Panama's Ismael Diaz (pictured) has taken to his goalscoring talents to Portugal's FC Porto. (Photo: Mexsport)
KANSAS CITY, Kansas – A great story emanating from Panama’s impressive development as a football nation has been the emergence of Ismael Diaz, one of region’s brightest and youngest stars.
The 18-year-old forward, who made his professional debut more than three years ago with Tauro, was expected to spearhead the Panamanian attack at the 2015 CONCACAF Men’s Olympic Qualifying Championship (CMOQ).
“For our small country like ours, the importance of a player like Ismael Diaz is very high,” said Panama head coach Leonardo Pipino.

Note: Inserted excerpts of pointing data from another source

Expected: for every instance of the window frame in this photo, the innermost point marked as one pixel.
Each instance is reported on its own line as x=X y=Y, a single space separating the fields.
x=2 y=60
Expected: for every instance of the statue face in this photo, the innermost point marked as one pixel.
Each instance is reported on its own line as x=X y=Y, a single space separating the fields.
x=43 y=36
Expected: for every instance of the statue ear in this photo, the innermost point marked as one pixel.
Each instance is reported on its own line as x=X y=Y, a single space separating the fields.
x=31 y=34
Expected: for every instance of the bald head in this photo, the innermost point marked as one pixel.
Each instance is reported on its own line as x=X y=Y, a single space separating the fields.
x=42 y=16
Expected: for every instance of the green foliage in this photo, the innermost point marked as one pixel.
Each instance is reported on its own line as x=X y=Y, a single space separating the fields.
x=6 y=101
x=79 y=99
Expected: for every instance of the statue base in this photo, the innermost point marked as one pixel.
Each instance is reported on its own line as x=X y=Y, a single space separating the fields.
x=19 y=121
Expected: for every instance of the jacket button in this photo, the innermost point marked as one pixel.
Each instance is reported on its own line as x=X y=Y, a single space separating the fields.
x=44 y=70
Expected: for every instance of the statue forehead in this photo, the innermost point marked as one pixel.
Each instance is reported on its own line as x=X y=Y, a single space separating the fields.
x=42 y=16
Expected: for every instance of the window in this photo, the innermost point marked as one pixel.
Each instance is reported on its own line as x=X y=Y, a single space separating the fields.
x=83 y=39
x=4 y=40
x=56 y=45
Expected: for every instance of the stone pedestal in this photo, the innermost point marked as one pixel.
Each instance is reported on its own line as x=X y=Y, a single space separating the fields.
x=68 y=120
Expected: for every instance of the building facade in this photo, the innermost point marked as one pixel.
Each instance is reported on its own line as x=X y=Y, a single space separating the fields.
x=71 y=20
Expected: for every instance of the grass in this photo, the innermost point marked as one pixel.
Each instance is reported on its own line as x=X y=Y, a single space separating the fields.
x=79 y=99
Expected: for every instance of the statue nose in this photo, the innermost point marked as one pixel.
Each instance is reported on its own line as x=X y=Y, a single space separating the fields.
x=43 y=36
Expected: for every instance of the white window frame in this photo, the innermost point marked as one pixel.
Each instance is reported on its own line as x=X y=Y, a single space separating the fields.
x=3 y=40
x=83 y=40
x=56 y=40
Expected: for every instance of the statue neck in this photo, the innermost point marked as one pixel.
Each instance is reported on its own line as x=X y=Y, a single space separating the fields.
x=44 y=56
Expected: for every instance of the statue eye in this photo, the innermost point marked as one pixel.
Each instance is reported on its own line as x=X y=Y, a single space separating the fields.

The degree of his significance has been made more apparent by the fact that Diaz did not make the trip to the United States for the confederation event in order to stay with his new club – European power FC Porto.
His absence has been noticeable for a team that produced numerous scoring chances in its first two CMOQ games, but notched only two goals. There is little doubt among observers here that Diaz would have found the back of the net on more than a few occasions, positioning the Canaleros for better than the single point it has acquired thus far.
“Anybody who knows the way that he plays knows that his percentage of chances to goals converted is very high,” Pipino noted. “In fact, he’s been at Porto three weeks scoring goals.”
Despite his relative youth, the two-time capped Diaz has been a known quantity for many years in international football circles. He scored nine goals in CONCACAF under-20 play over the last 16 months (5 in Central American qualifying, 4 in CONCACAF finals) and has already competed in the 2013 FIFA Under-17 and 2015 FIFA Under-20 World Cups.
“[Diaz’s] absence impacts us because we are a small country of three million people,” finished Pipino. “We can’t choose players the way the U.S., Mexico or Canada does.”
However, with or without Diaz, Panama still hopes to capture victories like its northern counterparts.